The vendor in good faith shall be responsible for the existence: and
legality of the credit at the time of the sale, unless it should have been sold as
doubtful; but not for the solvency of the debtor, unless it has been so expressly
stipulated or unless the insolvency was prior to the sale and of common
knowledge.

From the above provision, Petitioner, as vendor or assignor, is bound to warrant the existence and
legality of the credit at the time of the sale or assignment. When Jomero claimed that it was no longer
indebted to petitioner since the latter also had an unpaid obligation to it, it essentially meant that its
obligation to petitioner has been extinguished by compensation. In other words, respondent alleged the
non-existence of the credit and asserted its claim to petitioner’s warranty under the assignment.

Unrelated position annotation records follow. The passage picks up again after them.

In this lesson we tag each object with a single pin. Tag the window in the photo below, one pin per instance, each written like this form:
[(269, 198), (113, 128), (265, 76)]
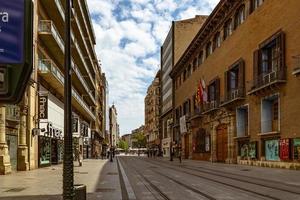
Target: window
[(200, 58), (242, 121), (189, 72), (255, 4), (217, 41), (239, 17), (227, 29), (208, 49), (195, 64)]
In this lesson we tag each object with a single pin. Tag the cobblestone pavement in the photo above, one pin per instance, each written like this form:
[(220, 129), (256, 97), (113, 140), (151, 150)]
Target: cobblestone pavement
[(158, 178), (142, 178), (100, 176)]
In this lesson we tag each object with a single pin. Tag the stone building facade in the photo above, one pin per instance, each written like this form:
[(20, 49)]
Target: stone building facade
[(244, 60), (152, 102), (179, 37), (32, 131)]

Therefore, it behooved on petitioner to make good its warranty and paid the obligation.

In addition to this, pursuant to the Deed of Assignment, Sonny warranted the existence of Jomero’s
debt (such that KJS may validly claim therefrom). By doing so, petitioner should be deemed to have
ensured the performance thereof in case the same is later found to be inexistent. He should be held liable
to pay to respondent the amount of his indebtedness.